Despite the city never regained its previous splendour, Mustafa Kemal, who would later become Turkey’s first president, called the second national congress to Sivas in September 1919, a prominent provincial capital of the Ottoman Empire. As a result of this conference, the Ottoman Empire was ultimately deposed, the republic was created, and the European occupying soldiers were expelled.
The 48° Fahrenheit Altnkale travertines displayed a particular beauty after Sivas witnessed snowfall.
Intriguing images were uncovered following the snowfall in the Altnkale Travertines in Hot Ermik, which is a cure for various diseases in Sivas. The hot spring water, which is 30 minutes outside of the city centre and attracts attention with its 48 degree temperature, was a visual feast following the snowstorm. As hot water vapour rose from the white travertines, the area caught attention for its colour and texture.
There have been numerous notable cold weather incidents that have taken place in Altnkale, which has drawn attention due to its limonite and hematite contents and has experienced a significant amount of tourists both in the summer and winter.
The 21,000 square metre Altnkale Travertines are famous for their distinctive geological and geomorphological structure, which resembles an outdoor geology museum. Altnkale in Hot Ermik also draws attention due to its similarity to the Pamukkale Travertines in the province of Denizli and the quantity of bungalow residences, thermal hotels, and facilities there.
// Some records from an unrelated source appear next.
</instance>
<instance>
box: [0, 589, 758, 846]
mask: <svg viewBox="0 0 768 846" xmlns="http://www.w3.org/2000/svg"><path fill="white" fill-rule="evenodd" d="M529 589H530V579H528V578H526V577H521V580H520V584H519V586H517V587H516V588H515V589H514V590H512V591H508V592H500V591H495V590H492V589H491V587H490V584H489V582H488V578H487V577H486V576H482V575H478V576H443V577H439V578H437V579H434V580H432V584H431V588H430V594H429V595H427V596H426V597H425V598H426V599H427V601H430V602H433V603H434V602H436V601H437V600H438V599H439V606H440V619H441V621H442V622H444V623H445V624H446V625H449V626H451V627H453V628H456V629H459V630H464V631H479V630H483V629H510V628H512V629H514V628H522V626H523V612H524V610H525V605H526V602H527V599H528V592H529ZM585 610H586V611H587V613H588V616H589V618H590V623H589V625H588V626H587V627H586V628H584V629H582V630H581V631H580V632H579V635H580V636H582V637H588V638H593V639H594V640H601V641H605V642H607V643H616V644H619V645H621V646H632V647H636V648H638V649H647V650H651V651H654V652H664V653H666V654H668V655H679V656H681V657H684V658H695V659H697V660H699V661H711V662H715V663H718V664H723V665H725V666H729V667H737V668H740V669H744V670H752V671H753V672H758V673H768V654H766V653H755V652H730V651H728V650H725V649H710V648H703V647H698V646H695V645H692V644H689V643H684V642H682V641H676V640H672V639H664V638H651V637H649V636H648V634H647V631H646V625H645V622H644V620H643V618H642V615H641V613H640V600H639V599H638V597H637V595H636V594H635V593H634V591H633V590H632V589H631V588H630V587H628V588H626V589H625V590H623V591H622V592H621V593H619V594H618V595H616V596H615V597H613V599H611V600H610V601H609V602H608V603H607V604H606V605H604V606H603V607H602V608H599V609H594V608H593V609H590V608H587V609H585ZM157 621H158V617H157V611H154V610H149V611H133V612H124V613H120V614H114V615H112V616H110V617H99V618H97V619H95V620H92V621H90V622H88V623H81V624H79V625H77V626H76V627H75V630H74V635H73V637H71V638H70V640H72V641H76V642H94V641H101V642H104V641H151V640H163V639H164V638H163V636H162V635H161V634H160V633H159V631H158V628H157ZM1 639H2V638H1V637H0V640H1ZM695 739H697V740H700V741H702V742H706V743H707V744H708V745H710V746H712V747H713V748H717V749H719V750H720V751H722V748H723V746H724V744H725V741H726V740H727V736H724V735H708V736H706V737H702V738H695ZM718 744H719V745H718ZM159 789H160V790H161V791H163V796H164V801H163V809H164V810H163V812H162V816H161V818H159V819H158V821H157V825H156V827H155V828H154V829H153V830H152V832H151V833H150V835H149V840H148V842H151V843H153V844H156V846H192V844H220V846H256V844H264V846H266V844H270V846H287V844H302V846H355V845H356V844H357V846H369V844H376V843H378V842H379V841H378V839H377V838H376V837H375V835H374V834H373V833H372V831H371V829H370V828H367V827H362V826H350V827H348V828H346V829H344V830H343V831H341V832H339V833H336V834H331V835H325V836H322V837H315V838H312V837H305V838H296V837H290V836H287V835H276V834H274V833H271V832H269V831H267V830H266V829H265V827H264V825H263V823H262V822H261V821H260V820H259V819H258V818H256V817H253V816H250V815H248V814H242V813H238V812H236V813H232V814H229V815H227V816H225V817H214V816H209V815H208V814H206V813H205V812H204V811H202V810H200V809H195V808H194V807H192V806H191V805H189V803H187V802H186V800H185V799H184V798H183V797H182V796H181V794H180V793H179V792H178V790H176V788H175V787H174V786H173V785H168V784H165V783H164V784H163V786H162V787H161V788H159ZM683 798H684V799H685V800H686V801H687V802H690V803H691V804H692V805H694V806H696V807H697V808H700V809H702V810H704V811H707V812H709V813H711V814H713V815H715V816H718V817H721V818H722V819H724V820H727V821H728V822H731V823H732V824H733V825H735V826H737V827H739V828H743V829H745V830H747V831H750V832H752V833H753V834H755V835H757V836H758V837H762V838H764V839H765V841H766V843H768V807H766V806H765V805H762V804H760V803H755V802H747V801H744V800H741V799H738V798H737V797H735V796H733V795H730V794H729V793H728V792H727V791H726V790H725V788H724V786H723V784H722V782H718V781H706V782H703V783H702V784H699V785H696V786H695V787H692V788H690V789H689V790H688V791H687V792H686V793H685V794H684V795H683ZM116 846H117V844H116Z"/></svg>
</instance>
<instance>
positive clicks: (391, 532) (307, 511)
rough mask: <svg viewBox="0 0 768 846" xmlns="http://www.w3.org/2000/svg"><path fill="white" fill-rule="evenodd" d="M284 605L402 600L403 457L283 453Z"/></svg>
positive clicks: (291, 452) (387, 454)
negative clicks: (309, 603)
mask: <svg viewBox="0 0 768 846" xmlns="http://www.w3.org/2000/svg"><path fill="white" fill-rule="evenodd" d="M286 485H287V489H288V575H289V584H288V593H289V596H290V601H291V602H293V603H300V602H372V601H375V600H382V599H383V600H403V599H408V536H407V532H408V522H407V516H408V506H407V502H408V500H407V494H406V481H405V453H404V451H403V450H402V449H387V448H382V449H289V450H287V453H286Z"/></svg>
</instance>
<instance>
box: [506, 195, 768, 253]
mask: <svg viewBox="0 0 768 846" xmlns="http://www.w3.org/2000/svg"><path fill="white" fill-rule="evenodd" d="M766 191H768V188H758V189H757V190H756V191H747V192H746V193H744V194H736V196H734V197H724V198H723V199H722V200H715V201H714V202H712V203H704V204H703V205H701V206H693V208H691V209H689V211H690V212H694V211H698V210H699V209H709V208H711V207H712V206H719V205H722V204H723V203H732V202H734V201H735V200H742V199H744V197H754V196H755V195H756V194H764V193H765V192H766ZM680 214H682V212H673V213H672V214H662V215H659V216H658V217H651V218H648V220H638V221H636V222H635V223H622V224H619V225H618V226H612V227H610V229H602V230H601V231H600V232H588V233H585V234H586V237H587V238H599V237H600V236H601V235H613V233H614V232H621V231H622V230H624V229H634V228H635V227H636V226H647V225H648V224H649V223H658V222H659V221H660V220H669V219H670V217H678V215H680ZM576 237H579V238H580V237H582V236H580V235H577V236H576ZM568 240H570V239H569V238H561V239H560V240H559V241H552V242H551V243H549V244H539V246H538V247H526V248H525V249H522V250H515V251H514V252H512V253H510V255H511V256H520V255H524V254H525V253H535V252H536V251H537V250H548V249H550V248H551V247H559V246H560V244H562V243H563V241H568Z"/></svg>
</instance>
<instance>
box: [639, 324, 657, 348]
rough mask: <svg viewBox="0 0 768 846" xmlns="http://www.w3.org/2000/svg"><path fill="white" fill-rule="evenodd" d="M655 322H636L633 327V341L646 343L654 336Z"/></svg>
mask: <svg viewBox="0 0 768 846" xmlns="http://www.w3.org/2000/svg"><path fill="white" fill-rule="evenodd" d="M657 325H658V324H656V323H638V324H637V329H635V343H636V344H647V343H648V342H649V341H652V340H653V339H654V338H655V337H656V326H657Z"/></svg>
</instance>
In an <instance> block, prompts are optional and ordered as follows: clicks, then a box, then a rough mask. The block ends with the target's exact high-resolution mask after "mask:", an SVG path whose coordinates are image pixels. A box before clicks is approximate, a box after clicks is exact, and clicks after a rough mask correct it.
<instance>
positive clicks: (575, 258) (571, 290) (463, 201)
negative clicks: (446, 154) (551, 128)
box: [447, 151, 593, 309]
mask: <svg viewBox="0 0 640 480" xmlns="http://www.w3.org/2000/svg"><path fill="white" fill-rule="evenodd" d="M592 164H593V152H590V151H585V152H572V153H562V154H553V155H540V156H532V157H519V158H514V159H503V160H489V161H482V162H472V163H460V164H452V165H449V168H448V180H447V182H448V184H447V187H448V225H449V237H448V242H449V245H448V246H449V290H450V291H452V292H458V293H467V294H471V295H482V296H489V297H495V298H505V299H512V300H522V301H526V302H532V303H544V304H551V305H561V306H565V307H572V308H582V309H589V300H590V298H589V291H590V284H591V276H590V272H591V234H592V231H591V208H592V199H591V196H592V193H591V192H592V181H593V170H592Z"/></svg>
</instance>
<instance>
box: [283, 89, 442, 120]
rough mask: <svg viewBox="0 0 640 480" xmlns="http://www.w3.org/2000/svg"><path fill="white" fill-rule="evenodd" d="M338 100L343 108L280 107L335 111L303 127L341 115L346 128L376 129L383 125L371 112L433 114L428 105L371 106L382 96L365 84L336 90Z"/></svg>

The area’s thermal water is used to cure a variety of illnesses, including rheumatism, anomalies of the nervous system, respiratory tract, digestive system, metabolism, kidney, and urinary tract, muscle pain, and gynaecological disorders.
Orhan Aykan, who travelled to Altnkale, claimed that the seasons have distinct beauty, saying:
“I urge everyone to visit Altnkale both in the summer and the winter. Your inward feelings are both frigid and warm as you take in the scene. Each season has its own distinct beauty. When paired with the cold air of winter, the hot water releases steam that makes for a stunning sight.”